Fin du voyage
C’est un article assez long, mais c’est le dernier, alors il en vaut bien la peine !
Après deux ans à naviguer autour de l’Atlantique sur Ratafia, je retourne à ce que certains appellent la « normalité » et à la sédentarité. Et oui, ayant trouvé un emploi en Bretagne, j’arrête ici le périple. Des envieux diront « deux ans de vacances », mais plus que des vacances, cette aventure a été un réel enrichissement à plusieurs niveaux. Des découvertes de peuples, de manières de vivre, des rencontres de personnalités, et une très grande relativité des choses. Un très beau voyage, qui prend fin, comme toute bonne chose, et donne place à …. autre chose… ! En attendant, je dois m’occuper de Ratafia : le sortir de la mangrove, et le mettre en marina.
A Péru, animal peu dangereux, mais très bruyant lors de ma première nuit retour en Martinique.
Vue matinale depuis la chambre à Péru ! Sympa comme réveil non ?
Vendredi matin, 8h00, Jacques et Danielle m’amènent avec leur 15cv à bord de Ratafia resté en sécurité dans un trou à cyclones. Craignant quelque contrariété du moteur, Gérard et Martine sont là aussi avec leur 18 cv, « au cas où ». Ratafia est paisible, nullement fâché de cette attente de 4 mois. Quelques habitants à bord chatouillent nos jambes de leurs toiles peu ragoûtantes. A Martine l’honneur de passer la première pour balayer ces tissages pleins de cocons prêts à lâcher leurs armées d’octopodes!

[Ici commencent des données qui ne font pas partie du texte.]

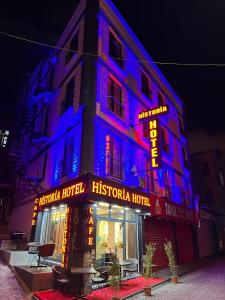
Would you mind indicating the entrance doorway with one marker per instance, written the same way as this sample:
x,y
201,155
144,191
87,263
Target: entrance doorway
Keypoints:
x,y
116,232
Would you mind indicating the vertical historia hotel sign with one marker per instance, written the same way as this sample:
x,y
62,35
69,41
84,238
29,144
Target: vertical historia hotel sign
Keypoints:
x,y
150,116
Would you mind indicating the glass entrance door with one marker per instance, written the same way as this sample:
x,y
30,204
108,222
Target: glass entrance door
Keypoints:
x,y
116,232
109,239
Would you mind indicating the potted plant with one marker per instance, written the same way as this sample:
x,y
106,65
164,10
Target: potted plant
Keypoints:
x,y
115,278
172,261
148,258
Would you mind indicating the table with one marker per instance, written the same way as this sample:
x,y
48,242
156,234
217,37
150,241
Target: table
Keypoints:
x,y
17,236
82,271
33,250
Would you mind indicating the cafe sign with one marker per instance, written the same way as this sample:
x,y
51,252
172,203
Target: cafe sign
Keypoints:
x,y
150,116
91,187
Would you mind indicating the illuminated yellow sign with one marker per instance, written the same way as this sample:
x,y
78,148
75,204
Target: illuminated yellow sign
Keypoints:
x,y
153,112
98,187
154,141
35,212
61,194
66,238
90,227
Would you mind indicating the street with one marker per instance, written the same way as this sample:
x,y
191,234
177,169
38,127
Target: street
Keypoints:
x,y
9,287
205,283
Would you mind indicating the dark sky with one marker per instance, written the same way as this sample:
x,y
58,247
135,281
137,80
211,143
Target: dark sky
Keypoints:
x,y
190,31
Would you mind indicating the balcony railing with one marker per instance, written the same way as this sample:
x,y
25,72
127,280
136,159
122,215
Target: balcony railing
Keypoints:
x,y
114,167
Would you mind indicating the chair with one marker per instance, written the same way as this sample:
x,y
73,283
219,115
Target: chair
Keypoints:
x,y
100,280
44,252
61,278
33,252
132,267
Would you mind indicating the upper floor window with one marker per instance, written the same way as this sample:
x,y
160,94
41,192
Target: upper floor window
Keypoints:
x,y
146,85
185,157
146,130
167,184
161,99
67,162
205,169
114,154
4,135
115,49
68,101
73,46
40,124
164,142
181,125
115,98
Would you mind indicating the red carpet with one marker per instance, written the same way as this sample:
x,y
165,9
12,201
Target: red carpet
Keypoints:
x,y
131,287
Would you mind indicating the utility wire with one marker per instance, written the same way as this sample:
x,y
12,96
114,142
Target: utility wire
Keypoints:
x,y
122,59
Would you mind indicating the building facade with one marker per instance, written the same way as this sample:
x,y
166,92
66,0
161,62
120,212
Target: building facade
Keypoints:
x,y
6,180
208,169
106,165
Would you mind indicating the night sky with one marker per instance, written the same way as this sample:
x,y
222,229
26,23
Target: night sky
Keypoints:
x,y
171,31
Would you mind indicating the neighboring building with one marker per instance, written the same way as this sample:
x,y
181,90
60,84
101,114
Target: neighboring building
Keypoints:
x,y
208,171
90,166
6,181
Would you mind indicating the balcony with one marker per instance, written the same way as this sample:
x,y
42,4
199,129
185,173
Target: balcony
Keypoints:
x,y
116,106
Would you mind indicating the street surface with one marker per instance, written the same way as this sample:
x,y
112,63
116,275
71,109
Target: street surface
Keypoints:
x,y
9,287
207,283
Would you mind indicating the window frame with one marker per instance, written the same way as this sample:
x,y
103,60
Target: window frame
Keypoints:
x,y
113,103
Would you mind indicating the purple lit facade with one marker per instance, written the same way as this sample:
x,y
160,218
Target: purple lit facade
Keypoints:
x,y
82,118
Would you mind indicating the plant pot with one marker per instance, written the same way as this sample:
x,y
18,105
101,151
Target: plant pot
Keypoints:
x,y
174,279
147,290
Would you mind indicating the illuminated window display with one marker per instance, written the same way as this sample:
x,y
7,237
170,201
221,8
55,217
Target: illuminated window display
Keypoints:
x,y
50,228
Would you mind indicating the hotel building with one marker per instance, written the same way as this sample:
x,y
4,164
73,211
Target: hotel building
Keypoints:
x,y
105,162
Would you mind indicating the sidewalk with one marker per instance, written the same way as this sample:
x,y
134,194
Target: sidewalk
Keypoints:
x,y
206,282
9,287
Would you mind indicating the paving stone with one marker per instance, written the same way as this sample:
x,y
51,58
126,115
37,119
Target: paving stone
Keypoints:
x,y
9,287
205,283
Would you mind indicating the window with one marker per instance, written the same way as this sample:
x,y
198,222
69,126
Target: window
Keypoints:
x,y
209,196
161,99
115,49
68,101
205,169
115,98
181,126
167,184
40,125
4,135
185,158
164,142
68,157
73,46
145,85
114,153
146,130
151,182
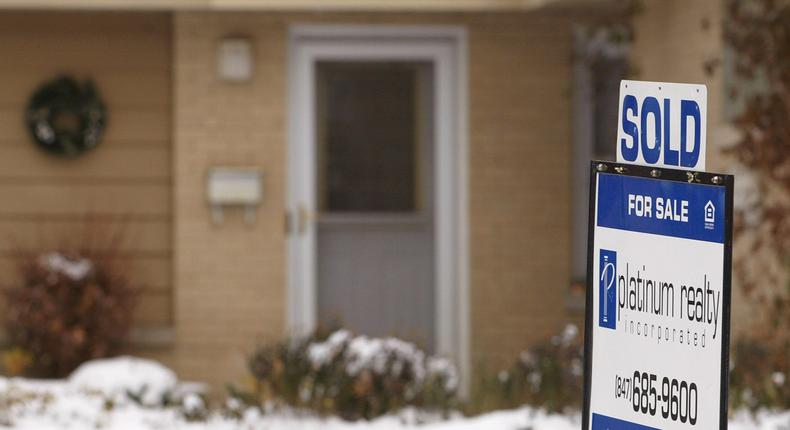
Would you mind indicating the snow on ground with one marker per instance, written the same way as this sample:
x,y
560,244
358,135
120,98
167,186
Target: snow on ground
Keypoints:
x,y
92,399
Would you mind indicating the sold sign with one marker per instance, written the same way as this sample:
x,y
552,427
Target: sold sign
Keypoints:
x,y
662,124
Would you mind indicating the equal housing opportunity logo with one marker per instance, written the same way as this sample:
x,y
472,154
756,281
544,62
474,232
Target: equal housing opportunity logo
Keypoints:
x,y
607,290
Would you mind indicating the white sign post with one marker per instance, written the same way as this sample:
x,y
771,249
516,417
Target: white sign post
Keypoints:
x,y
659,269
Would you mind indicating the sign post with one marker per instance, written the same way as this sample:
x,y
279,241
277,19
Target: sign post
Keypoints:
x,y
659,272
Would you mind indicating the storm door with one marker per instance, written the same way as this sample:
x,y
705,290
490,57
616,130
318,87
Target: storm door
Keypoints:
x,y
374,184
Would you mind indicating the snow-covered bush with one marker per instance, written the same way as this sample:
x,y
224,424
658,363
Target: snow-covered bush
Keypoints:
x,y
548,375
70,307
118,379
759,374
352,376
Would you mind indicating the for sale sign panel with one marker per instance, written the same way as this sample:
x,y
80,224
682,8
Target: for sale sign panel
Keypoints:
x,y
658,303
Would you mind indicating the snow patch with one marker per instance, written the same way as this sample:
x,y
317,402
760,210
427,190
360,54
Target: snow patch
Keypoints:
x,y
75,270
117,378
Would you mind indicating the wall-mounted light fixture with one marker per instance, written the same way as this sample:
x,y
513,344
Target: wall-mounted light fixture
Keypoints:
x,y
234,187
234,59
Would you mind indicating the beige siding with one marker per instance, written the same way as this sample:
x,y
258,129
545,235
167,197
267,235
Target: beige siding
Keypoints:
x,y
127,179
231,278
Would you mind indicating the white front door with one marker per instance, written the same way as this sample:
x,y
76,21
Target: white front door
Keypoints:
x,y
376,189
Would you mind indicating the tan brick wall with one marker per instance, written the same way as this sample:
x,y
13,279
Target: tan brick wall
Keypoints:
x,y
127,179
231,278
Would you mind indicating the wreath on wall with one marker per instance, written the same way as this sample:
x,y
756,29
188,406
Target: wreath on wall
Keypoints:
x,y
66,118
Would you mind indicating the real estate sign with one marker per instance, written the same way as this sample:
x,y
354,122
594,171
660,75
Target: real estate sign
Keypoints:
x,y
662,124
658,299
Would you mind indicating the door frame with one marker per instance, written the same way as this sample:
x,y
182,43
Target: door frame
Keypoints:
x,y
446,48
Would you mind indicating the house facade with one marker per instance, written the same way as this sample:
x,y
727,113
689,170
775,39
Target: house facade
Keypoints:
x,y
417,163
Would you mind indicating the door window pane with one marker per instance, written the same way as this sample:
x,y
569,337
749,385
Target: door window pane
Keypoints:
x,y
367,128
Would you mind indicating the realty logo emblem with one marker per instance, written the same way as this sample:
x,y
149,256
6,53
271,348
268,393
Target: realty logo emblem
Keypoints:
x,y
607,293
710,215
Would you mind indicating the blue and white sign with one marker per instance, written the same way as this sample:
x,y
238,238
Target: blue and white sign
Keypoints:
x,y
660,304
662,124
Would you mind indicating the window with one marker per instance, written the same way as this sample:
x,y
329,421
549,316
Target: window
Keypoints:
x,y
599,66
367,136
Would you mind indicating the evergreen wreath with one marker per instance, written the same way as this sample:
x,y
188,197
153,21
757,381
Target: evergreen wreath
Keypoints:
x,y
65,118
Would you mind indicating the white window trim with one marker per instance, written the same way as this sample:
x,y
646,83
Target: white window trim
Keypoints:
x,y
446,48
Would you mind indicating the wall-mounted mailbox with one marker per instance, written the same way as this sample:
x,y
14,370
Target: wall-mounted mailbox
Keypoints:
x,y
234,59
234,187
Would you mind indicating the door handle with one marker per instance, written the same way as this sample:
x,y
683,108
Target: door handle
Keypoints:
x,y
303,218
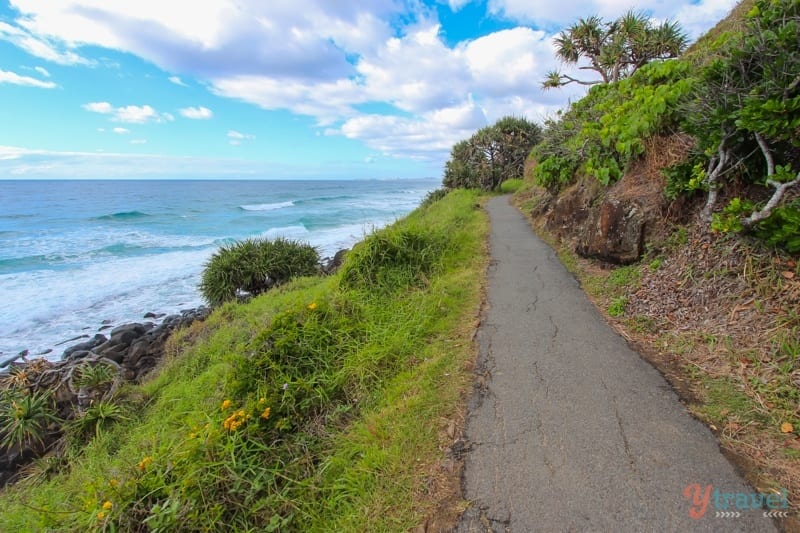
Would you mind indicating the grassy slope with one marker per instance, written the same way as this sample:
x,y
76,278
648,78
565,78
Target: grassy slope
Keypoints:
x,y
352,442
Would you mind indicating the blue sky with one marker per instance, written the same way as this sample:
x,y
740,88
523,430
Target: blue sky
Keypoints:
x,y
279,88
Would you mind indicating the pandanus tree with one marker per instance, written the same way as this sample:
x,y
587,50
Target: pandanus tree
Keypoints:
x,y
614,49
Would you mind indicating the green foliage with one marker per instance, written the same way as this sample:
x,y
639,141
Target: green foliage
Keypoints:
x,y
730,220
617,307
97,417
511,186
685,178
253,266
433,197
782,228
603,132
306,411
745,110
491,155
393,259
615,49
25,419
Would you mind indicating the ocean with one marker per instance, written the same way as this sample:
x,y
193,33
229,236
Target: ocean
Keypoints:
x,y
77,255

Pendant que les hommes jouent les tarzans dans les racines des palétuviers pour décrocher mes amarres, je m’occupe du moteur. Niveaux, réamorçage, et « hourrah !!! ». Le moteur démarre au quart de tour ! Après 4 mois sans tourner ! Voilà une très bonne chose !! A leur retour, nos deux tarzans s’attaquent à remonter les ancres… Ouille ! Ils commencent par celle tribord : j’ose à peine leur annoncer ce qui les attend : 50 à 60m de chaîne de 10 (=diamètre des mailles) ! A bras nus, bien sûr, je n’ai pas de guindeau !! 66 et 68 ans, j’ai un peu honte de leur laisser ce boulot, mais leur fierté de mâle les pousse à finir, et sans se plaindre une seconde, pendant que je gratte l’hélice ! « Bravo les gars !! ». Et c’est avec fierté que Ratafia tracte les deux annexes, avec nous 5 à bord, jusqu’au ponton de la marina! S’ensuivent deux jours de grattage, nettoyage, javellisage des chaînes et bouts restés 4 mois dans l’eau tropicale : au menu, poêlée d’huîtres sur lit de coquillages accompagnée de salade d’algues. Ca embaume tout le ponton !

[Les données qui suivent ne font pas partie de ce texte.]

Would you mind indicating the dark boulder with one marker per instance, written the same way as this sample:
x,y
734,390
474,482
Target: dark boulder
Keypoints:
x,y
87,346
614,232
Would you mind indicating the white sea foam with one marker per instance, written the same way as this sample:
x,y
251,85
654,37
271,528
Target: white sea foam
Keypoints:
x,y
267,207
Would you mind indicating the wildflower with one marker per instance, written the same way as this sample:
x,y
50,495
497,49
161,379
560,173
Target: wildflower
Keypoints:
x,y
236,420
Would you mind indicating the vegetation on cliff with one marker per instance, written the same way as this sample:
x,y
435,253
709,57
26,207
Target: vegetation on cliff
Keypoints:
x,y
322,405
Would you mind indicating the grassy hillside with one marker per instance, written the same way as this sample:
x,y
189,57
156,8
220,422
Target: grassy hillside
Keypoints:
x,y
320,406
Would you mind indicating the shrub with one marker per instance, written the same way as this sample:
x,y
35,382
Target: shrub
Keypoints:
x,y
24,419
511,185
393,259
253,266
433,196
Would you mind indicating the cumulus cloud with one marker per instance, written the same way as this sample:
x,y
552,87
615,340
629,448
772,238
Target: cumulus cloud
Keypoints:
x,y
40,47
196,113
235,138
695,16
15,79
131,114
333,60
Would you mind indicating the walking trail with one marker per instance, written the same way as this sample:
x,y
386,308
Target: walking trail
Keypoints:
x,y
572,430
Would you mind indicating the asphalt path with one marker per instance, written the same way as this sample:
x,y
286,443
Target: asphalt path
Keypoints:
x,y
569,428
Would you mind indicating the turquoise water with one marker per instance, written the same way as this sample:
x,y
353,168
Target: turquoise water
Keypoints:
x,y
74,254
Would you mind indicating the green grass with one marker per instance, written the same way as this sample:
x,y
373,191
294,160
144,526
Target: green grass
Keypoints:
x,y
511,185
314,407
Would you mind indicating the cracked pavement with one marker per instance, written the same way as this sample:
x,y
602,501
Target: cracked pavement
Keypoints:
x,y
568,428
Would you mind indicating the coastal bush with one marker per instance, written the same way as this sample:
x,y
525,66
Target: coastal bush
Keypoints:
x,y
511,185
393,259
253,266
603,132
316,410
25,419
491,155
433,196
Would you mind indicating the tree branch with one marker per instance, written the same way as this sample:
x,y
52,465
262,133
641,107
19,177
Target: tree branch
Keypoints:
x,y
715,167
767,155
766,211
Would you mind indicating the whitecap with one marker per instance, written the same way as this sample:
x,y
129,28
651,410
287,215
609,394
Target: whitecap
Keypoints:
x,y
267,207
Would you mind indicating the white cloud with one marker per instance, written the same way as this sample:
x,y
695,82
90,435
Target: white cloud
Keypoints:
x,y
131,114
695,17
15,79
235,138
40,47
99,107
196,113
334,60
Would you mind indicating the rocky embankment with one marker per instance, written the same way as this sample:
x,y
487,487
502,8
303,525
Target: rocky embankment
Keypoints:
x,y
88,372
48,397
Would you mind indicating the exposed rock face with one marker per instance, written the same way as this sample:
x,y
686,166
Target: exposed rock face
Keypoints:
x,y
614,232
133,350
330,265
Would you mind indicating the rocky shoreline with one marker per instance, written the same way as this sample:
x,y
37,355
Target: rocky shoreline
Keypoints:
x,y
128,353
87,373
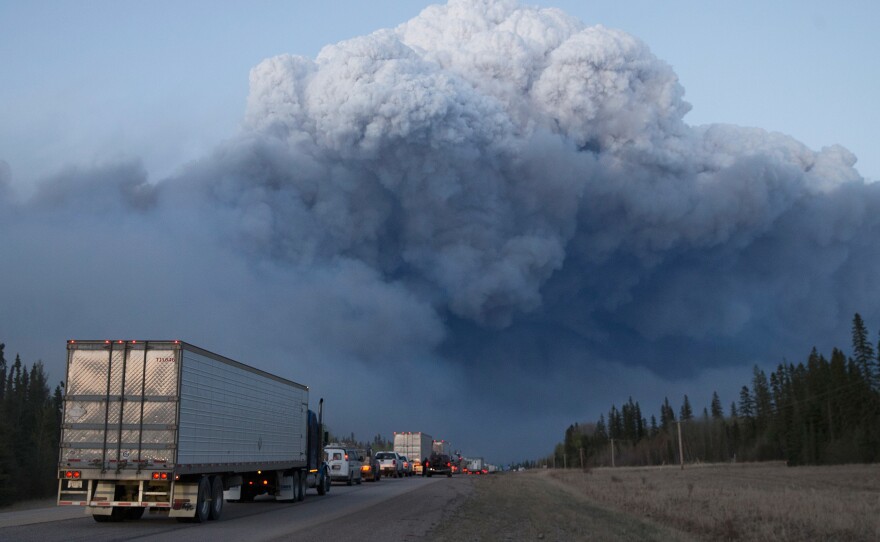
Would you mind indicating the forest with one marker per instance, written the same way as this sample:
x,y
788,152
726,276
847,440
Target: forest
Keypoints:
x,y
820,411
30,421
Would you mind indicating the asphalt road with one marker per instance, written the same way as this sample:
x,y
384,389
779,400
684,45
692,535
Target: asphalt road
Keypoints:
x,y
391,509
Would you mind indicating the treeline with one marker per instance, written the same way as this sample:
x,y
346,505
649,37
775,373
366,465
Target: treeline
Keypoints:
x,y
821,411
30,421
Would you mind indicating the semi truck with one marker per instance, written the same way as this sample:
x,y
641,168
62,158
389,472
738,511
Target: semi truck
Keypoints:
x,y
476,465
416,446
169,427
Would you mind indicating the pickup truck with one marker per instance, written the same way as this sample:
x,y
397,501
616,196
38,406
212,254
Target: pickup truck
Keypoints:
x,y
390,464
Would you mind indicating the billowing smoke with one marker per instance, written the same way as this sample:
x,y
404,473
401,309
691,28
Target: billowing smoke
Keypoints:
x,y
489,208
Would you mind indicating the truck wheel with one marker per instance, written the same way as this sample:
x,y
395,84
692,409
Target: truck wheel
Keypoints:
x,y
297,488
321,485
203,502
216,498
303,486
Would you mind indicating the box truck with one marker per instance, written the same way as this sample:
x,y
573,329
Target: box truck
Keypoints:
x,y
168,427
415,446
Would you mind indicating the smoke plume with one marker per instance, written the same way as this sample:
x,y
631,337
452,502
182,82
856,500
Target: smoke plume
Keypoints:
x,y
487,189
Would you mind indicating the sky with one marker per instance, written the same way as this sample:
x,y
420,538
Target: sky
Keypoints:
x,y
484,221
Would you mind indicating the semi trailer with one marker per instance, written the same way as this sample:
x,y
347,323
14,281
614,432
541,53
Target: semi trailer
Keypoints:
x,y
416,446
169,427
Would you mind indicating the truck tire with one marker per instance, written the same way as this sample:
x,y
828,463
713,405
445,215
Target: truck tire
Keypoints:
x,y
322,483
297,488
203,502
216,498
303,485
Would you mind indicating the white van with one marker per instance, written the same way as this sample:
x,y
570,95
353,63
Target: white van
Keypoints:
x,y
345,464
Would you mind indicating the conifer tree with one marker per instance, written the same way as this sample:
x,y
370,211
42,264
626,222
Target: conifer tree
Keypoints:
x,y
863,350
686,412
717,411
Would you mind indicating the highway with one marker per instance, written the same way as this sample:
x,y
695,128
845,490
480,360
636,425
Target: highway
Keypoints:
x,y
391,509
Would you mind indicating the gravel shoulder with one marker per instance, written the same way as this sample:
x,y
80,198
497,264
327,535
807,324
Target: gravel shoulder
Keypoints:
x,y
533,506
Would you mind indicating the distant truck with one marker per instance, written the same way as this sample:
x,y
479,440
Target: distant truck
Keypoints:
x,y
170,427
476,465
416,446
390,464
441,447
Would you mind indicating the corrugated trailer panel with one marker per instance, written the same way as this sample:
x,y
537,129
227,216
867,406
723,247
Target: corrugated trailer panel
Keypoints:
x,y
130,405
235,415
113,417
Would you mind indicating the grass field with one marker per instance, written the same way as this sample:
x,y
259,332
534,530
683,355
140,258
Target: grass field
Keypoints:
x,y
751,501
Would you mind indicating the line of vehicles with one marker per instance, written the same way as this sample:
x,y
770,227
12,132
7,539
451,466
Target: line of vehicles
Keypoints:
x,y
166,426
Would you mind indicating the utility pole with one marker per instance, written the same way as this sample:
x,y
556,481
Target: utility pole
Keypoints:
x,y
612,452
680,448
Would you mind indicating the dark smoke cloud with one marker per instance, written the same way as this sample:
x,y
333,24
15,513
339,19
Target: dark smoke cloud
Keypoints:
x,y
491,205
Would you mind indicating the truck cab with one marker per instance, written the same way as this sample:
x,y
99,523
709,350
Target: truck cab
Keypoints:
x,y
345,464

Puis, retour au mouillage. Enfin retour délicat… ! Car pendant que je manœuvre seule, sous des rafales costauds, une petite « saloperie » vient se glisser dans le circuit gasoil, et « teuf, teuf, teuf » gémit le moteur tandis que nous nous trouvons entre les pontons, au beau milieu de bateaux luxueux qui n’apprécieraient nullement une marque souvenir bleue sur leur coque rutilante… Aie ! C’est pas cool ! Et ça souffle fort ! Heureusement que la coque n’est pas carénée : ça limite la vitesse de dérapage vers les yachts ! Ouf ! Grégory passe en annexe à ce moment-là, et nous tracte comme il peut jusque dans le chenal. C’est un demi-ouf ! Car un bateau arrive, sans nous voir… Et si nous étions à terre, je dirais que « j’ai tenté de lui tailler un short ! ». Il doit se passer 30 secondes pendant lesquelles plus personne ne respire… Mais l’étrave frôle le balcon, et … tout redevient presque sous contrôle !! Petite frayeur de rien du tout ! Merci Greg qui me tracte jusqu’à une bouée, le temps de réamorcer le gasoil ! Greg tombe sous le charme… de mon chauffage à pétrole ! Et oui, datant des années 1960, ce poêle, complètement incongru ici, repartira sur le bateau de Greg, en remerciement.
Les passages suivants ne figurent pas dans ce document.